La seconde concerne l'article 7 du traité, qui prévoit qu'un État peut se voir condamné par les autres s'il porte atteinte à « l'État de droit » - notion vague s'il en est. Cela signifie que la France pourra être condamnée à la suspension de ses droits parce qu'elle aura, par exemple, rétabli un contrôle sanitaire sur le poulet chloré en provenance des États-Unis, ou encore parce qu'elle souhaitera rester une puissance nucléaire. Dans ce cas, elle sera déchue de son droit de vote, sans pour autant voir ses obligations financières suspendues. Conclusion : on pourra être mis au ban de l'Europe, en Europe, par l'Europe. »

Le Figaro. - Le gouvernement a choisi la voie parlementaire pour faire ratifier le traité d'Amsterdam. Qu'en pensez-vous ?

- «  Si le peuple français, qui détient le pouvoir constituant, n'était pas consulté, il y aurait trahison de l'esprit de la Ve République. Nous avons une Constitution qui est bonne, et un traité qui est mauvais - la preuve : tout le monde veut l'amender. Or que nous est-il proposé ? Tout simplement de changer de Constitution. Je prétends qu'il vaut mieux rejeter le traité. Les conséquences ne seraient pas du tout apocalyptiques pour l'Europe. Si nous ne ratifions pas ce traité, nous nous retrouverions simplement dans la situation des Anglais et des Danois qui, eux, sont parvenus à obtenir un traitement dérogatoire, et qui ne s'en portent pas plus mal. »

Le Figaro. - Les chevènementistes et les pasquaïens commencent à se mobiliser, « sur les deux rives », contre la ratification de ce traité. Allez-vous élaborer une stratégie commune ?

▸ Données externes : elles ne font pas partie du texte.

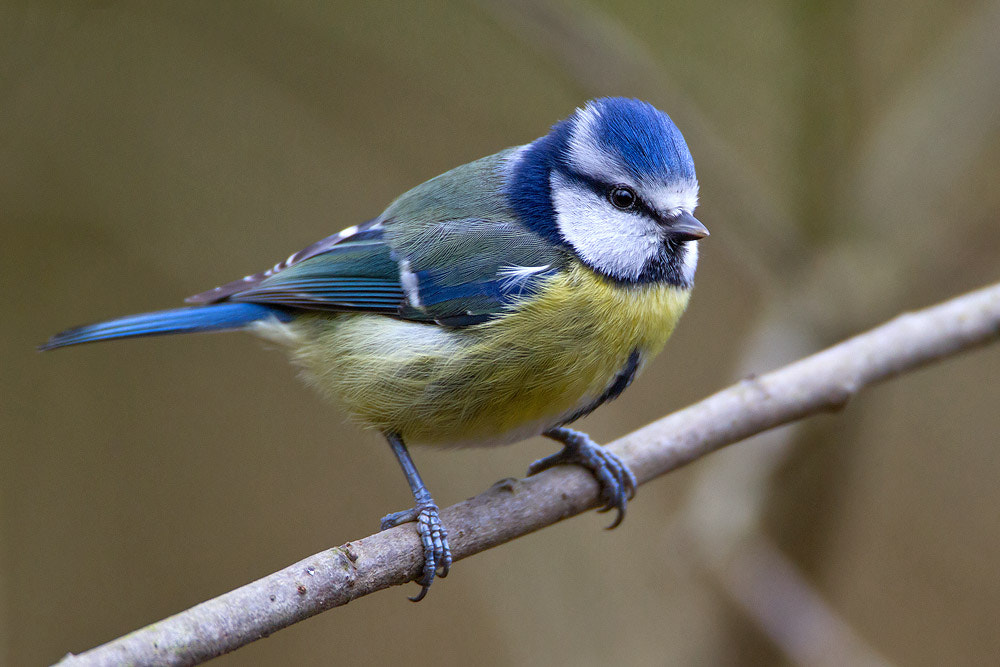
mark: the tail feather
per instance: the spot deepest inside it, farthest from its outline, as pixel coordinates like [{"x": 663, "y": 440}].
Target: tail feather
[{"x": 216, "y": 317}]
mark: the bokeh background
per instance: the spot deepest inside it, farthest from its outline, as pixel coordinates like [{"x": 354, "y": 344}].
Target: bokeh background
[{"x": 849, "y": 157}]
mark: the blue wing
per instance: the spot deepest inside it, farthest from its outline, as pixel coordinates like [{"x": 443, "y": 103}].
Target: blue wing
[{"x": 449, "y": 251}]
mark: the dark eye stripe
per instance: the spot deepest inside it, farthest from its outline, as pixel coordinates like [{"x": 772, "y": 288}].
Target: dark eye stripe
[{"x": 601, "y": 189}]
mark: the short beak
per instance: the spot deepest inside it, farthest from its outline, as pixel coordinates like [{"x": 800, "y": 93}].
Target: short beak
[{"x": 685, "y": 227}]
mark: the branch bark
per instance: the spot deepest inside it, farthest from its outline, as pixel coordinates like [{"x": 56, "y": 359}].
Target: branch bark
[{"x": 512, "y": 508}]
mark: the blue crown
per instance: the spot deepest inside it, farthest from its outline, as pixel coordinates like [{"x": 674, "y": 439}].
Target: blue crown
[{"x": 645, "y": 140}]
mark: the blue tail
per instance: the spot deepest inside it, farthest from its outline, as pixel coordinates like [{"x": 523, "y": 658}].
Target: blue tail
[{"x": 217, "y": 317}]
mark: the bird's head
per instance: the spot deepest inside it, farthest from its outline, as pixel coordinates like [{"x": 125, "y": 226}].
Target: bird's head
[{"x": 615, "y": 183}]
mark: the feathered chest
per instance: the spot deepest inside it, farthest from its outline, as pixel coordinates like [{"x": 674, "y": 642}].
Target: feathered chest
[{"x": 553, "y": 354}]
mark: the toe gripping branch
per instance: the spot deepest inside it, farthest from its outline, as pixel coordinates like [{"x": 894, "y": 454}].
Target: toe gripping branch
[
  {"x": 433, "y": 536},
  {"x": 617, "y": 482}
]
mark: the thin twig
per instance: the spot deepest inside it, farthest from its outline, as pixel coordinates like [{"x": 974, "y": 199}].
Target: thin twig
[{"x": 512, "y": 508}]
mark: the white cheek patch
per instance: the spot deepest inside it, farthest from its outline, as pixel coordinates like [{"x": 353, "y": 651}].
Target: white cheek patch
[
  {"x": 673, "y": 199},
  {"x": 689, "y": 261},
  {"x": 614, "y": 242}
]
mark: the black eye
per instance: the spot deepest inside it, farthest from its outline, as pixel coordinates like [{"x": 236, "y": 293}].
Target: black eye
[{"x": 622, "y": 197}]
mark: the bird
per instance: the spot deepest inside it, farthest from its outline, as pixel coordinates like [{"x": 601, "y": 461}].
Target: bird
[{"x": 503, "y": 299}]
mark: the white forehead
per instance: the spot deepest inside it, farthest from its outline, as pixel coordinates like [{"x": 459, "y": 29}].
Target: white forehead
[{"x": 586, "y": 155}]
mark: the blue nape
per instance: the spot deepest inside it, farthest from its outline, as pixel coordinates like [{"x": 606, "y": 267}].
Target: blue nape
[{"x": 217, "y": 317}]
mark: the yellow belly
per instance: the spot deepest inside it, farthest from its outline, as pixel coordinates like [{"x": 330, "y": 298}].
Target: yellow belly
[{"x": 500, "y": 381}]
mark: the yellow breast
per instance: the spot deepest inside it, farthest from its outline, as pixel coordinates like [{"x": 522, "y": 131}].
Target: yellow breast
[{"x": 501, "y": 381}]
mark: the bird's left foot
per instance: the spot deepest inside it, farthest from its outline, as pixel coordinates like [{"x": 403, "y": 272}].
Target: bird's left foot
[
  {"x": 617, "y": 482},
  {"x": 433, "y": 536}
]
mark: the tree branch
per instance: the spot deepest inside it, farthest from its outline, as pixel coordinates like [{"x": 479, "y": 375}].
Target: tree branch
[{"x": 512, "y": 508}]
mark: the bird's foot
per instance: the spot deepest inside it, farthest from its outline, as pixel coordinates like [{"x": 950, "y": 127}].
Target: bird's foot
[
  {"x": 617, "y": 482},
  {"x": 437, "y": 553}
]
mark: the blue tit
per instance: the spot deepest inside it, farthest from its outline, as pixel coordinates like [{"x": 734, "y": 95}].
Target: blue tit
[{"x": 504, "y": 299}]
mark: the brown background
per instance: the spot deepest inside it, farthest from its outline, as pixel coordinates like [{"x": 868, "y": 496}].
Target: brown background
[{"x": 849, "y": 159}]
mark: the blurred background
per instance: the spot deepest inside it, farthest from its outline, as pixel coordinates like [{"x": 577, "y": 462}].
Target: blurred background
[{"x": 849, "y": 156}]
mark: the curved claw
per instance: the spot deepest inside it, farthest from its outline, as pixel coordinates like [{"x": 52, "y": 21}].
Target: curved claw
[
  {"x": 433, "y": 536},
  {"x": 617, "y": 482}
]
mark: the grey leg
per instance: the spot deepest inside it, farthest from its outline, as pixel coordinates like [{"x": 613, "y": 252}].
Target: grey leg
[
  {"x": 615, "y": 479},
  {"x": 437, "y": 553}
]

- « L'important, c'est de se comporter sous le regard des Français comme des gens de conviction. Nous serons plusieurs orateurs de sensibilités diverses à prendre la parole avec une seule stratégie commune : faire échec à ce sinistre traité. »

Le Figaro. - Comment jugez-vous l'évolution du président du RPR sur Maastricht et Amsterdam ?

- « Je ne peux croire un seul instant que Philippe Séguin ait oublié son fameux discours du 5 mai 1992. Je ne peux croire qu'il accepte aujourd'hui l'immense dérive de ce qu'il dénonçait hier, lorsqu'il disait : « La souveraineté ne se partage pas, elle est inaliénable. » Comment peut-on, après avoir été contre Maastricht qui transférait notre souveraineté monétaire, soutenir le traité d'Amsterdam qui transfère notre souveraineté législative ? Si les Français ne font plus confiance aux hommes politiques, c'est précisément parce que ces derniers laissent leurs convictions s'effacer derrière leurs ambitions du moment. »

Le Figaro. - La situation n'a-t-elle pas changé depuis la ratification du traité de Maastricht ?

- « Oui, elle a empiré. Tout nous échappe, on le voit bien, jusqu'à notre vie quotidienne. Écoutez les, tous les apôtres de Maastricht qui, à travers leurs amendements dérisoires, prétendent contrôler le monstre qu'ils ont créé. Écoutez Monsieur Jospin supplier les banquiers de Francfort pour qu'ils baissent les taux d'intérêt, quelques mois seulement après avoir scellé le pacte de stabilité qui garantit l'indépendance de ces derniers. À partir du 1er janvier prochain, la France ne sera plus gouvernée par un Gouvernement, mais par un gouverneur - celui de la Banque centrale. Nous serons alors devenus un protectorat euro-germanique.